16. Best Practices Specific to Infoscreen

  • Idempotency by content: Always compute a SHA256 of the uploaded source and include it in the unique key (source_event_media_id, target_format, file_hash). This prevents duplicate work for identical content and auto-busts cache on change.
  • Strict MIME/type validation: Accept only .ppt, .pptx, .odp for conversion. Reject unknown types early. Consider reading the first bytes (magic) for extra safety.
  • Bounded retries with jitter: Retry conversions on transient HTTP 5xx or timeouts up to N times with exponential backoff. Do not retry on 4xx or clear user errors.
  • Output naming: Derive deterministic output paths under media/converted/, e.g., .pdf. Ensure no path traversal and sanitize names.
  • Timeouts and size limits: Enforce server-side max upload size and per-job conversion timeout (e.g., 10 minutes). Return clear errors for oversized/long-running files.
  • Isolation and quotas: Set CPU/memory limits for Gotenberg; consider a concurrency cap per worker to avoid DB starvation.
  • Health probes before work: Check Gotenberg /health prior to enqueue spikes; fail-fast to avoid queue pile-ups when Gotenberg is down.
  • Observability: Log job IDs, file hashes, durations, and sizes. Expose a small /api/conversions/status summary for operational visibility.

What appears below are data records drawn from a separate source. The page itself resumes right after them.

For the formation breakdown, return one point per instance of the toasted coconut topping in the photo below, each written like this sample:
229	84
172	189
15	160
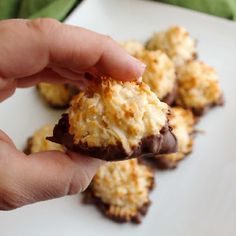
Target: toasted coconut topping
176	43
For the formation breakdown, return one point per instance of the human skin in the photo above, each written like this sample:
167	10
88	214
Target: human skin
45	50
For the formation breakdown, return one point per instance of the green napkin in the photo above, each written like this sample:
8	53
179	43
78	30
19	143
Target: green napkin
222	8
57	9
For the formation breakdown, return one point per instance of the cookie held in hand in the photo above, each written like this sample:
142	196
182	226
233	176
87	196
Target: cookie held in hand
57	96
116	121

  • Cleanup policy: Periodically delete orphaned conversions (media deleted) and failed jobs older than X days. Keep successful PDFs aligned with DB rows.
  • Security: Never trust client paths; always resolve relative to the known media root. Do not expose the shared volume directly; serve via API only.
  • Backpressure: If queue length exceeds a threshold, surface 503/“try later” on new uploads or pause enqueue to protect the system.